On Tue, Jan 15, 2019, 11:16 PM dorianps <[email protected] wrote:
For what is worth, I performed a verification that nifti headers can be read for all nifti files in the BIDS folder. Tried both PrintHeader from ANTs and c3d from ITKsnap.
[dorian@chdimri dorian]$ time find /DATA/dorian/converted_2019/ -iname '*.nii' -exec sh -c 'PrintHeader {} | grep Bounding' ; > /DATA/dorian/PrintHeader_test.log
real 10m5.339s user 4m40.305s sys 6m4.294s
[dorian@chdimri dorian]$ time find /DATA/dorian/converted_2019/ -iname '*.nii' -exec sh -c 'c3d {} -info' ; > /DATA/dorian/C3D_test.log
real 14m9.197s user 6m42.885s sys 7m24.460s
[dorian@chdimri dorian]$ cat PrintHeader_test.log | grep Bounding | wc -l 5367 [dorian@chdimri dorian]$ cat C3D_test.log | grep Image | wc -l 5367
— You are receiving this because you were mentioned. Reply to this email directly, view it on GitHub https://github.com/bids-standard/bids-validator/issues/675#issuecomment-454646122, or mute the thread https://github.com/notifications/unsubscribe-auth/AAOkp-TJxusuxOIq0tIm8Tl1BmhYblwvks5vDqehgaJpZM4ZU0FX .
Any ideas @DaNish808?
Yes, it is indeed hitting the user open file limit. And I managed to resolve the issue. Once I increased my user file limit from the default 4096 to 10000, the validator works fine.

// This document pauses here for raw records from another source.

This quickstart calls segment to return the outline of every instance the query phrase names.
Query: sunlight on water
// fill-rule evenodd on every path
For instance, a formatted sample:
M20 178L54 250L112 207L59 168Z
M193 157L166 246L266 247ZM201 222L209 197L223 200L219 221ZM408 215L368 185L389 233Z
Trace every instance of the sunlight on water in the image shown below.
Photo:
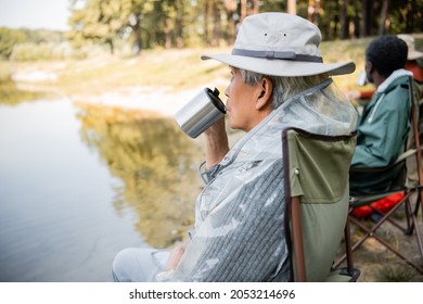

[dorian@chdimri ~]$ ulimit -Hn
10000
[dorian@chdimri ~]$ bids-validator /DATA/dorian/converted_2019/ --ignoreWarnings
This dataset appears to be BIDS compatible.
Summary: Available Tasks: Available Modalities:
10740 Files, 113.03GB T1w
445 - Subjects T2w
7 - Sessions
If you have any questions please post on https://neurostars.org/tags/bids
The question is why are the file IO's kept open by NodeJS or bids-validator. There is another thread somewhat similar regarding NodeJS: https://github.com/nodejs/node/issues/4386
P.s. Note that to increase the user file limit one needs admin privileges, so it's not feasible for regular users in institutional clusters. I also checked the user file limit at a computing cluster in a major institution, and it's simply 4096.
ulimit -Hn
if you want to check it yourself.